Scientists at Ecole Polytechnique Federale de Lausanne in Switzerland have developed a new technology that can completely bypass the eyeball and send messages directly to the brain through the optic nerve. The new type of intraneural electrode is expected to provide a visual aid for permanently blind people. The intraneural electrode is called OpticSELINE.
Retinal implants to treat blindness are taking a faster pace in development. The concept of this technology involves allowing users to sense light, which is experienced as a white pattern. The technology doesn’t provide full vision, but it can provide a visual aid to blind people for doing simple daily life tasks. Retinal implants can help people who have visual impairments, but it is not suitable for completely blind people.
Implanting a device in the brain that can directly stimulate the visual cortex is another option for visual aid. This options is risky because and is hardly used for general therapy. As many people still have their optic nerve connection with the brain intact, scientists have developed a device that stimulates the optic nerve.
“We believe that intraneural stimulation can be a valuable solution for several neuroprosthetic devices for sensory and motor function restoration,” said Silvestro Micera, a researcher involved in the study. “The translational potential of this approach is extremely promising.”
Researchers have previously attempted to develop such techniques, as early as the 1990s. “Back then, they used cuff nerve electrodes,” explained Diego Ghezzi, another researcher involved in the study. “The problem is that these electrodes are rigid and they move around, so the electrical stimulation of the nerve fibers becomes unstable. The patients had a difficult time interpreting the stimulation because they kept on seeing something different. Moreover, they probably have limited selectivity because they recruited superficial fibers.”
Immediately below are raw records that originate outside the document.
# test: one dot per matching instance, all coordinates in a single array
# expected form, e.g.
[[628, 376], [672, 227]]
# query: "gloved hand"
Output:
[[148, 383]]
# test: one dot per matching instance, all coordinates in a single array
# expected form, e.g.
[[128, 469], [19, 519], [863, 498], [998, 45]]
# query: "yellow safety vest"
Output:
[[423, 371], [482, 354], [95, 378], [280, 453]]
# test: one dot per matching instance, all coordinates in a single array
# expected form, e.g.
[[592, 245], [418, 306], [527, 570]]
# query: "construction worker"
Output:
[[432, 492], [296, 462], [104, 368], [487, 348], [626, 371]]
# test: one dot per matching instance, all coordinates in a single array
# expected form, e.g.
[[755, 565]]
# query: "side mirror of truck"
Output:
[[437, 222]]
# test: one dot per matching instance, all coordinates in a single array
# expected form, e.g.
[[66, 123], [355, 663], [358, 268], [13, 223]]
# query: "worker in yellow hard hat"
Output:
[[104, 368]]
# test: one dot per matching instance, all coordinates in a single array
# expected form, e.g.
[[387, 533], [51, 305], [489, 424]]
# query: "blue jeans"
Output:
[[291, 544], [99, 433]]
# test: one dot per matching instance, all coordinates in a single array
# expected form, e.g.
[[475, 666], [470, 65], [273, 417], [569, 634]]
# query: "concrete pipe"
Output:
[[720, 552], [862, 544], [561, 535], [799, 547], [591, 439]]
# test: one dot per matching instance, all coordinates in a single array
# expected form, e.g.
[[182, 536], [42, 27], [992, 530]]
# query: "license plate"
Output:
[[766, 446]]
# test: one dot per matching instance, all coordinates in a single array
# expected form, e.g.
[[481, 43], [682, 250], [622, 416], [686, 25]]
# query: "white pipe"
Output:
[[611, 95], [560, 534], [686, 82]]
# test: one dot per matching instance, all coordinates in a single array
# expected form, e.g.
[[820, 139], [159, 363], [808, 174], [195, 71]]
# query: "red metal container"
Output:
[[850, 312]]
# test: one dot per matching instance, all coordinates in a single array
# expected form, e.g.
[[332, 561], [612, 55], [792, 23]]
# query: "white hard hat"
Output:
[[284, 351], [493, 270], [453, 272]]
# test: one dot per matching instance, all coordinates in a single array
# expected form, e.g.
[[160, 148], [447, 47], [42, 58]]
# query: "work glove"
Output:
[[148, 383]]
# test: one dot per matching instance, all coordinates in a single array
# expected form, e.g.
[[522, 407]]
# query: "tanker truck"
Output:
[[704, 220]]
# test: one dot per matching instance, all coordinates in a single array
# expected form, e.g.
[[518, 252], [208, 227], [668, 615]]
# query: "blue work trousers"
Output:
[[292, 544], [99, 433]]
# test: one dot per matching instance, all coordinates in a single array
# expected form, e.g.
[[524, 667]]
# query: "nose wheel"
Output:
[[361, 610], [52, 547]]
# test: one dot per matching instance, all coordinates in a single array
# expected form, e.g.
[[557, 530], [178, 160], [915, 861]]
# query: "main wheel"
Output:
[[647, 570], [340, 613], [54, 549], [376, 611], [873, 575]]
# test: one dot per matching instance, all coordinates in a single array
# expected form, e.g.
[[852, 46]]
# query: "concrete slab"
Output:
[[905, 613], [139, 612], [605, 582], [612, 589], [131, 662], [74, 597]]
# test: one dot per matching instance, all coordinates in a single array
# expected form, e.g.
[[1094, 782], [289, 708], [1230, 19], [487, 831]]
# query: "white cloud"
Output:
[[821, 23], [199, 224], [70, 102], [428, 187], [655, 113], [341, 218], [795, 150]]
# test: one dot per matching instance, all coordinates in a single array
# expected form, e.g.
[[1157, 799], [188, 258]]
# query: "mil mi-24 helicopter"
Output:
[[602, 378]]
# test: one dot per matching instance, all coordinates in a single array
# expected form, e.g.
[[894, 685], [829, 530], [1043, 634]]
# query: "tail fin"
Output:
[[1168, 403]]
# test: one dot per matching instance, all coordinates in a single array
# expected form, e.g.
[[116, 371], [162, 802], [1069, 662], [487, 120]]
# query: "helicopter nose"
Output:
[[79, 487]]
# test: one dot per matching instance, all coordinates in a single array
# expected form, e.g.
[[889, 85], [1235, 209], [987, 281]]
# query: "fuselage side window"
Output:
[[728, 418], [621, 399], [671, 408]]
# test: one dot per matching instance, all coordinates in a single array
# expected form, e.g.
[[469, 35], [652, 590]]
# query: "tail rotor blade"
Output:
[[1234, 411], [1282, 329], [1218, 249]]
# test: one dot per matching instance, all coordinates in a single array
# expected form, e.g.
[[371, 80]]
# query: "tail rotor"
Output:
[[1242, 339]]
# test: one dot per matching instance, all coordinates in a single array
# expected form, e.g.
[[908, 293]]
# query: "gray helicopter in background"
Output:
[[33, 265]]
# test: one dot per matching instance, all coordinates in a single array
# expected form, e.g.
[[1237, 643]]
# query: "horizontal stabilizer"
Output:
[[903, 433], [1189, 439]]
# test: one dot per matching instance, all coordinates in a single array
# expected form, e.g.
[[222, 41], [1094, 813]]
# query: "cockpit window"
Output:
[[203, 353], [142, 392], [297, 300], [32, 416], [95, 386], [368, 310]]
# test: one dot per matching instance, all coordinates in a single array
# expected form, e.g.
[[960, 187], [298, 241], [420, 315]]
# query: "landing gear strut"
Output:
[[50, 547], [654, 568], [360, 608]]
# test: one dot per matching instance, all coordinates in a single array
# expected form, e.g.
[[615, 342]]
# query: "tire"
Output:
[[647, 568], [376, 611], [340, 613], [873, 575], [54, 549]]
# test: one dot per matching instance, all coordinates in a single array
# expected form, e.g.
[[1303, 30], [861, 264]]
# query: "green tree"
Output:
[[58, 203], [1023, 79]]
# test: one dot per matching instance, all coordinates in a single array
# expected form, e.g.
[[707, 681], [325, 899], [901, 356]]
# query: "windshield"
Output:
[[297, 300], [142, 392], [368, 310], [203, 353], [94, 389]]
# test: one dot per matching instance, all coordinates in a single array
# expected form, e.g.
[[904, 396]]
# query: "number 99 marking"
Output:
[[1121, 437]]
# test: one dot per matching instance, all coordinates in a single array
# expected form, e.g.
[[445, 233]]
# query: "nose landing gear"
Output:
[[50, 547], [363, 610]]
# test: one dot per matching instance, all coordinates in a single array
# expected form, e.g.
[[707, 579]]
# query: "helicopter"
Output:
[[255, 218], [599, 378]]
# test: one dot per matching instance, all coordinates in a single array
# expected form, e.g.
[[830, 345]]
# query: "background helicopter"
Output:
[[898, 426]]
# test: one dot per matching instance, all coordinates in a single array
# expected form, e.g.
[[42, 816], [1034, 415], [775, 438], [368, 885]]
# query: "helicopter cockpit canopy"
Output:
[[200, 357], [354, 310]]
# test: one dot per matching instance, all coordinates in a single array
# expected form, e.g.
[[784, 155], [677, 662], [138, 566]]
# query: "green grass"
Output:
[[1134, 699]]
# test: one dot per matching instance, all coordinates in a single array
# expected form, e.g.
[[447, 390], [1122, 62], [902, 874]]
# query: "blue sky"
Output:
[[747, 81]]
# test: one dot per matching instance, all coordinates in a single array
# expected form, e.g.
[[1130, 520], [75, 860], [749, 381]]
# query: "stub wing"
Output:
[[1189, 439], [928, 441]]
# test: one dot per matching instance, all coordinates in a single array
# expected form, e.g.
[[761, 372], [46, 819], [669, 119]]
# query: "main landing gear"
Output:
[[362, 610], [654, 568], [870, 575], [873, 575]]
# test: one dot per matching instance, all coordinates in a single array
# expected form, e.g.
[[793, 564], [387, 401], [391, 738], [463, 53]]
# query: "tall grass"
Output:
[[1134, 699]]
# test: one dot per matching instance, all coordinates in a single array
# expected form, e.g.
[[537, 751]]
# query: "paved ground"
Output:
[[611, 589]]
The latest device developed by the scientists contains electrodes that directly penetrate into the optic nerve. These intraneural electrodes are more stable than cuff electrodes. To test the functioning of this device, the researchers delivered an electric current in rabbits and monitored their brain activity. Each electrode generated a different response in the brain, indicating that the device can produce stimulation.
“For now, we know that intraneural stimulation has the potential to provide informative visual patterns,” said Ghezzi. “It will take feedback from patients in future clinical trials in order to fine-tune those patterns. From a purely technological perspective, we could do clinical trials tomorrow.”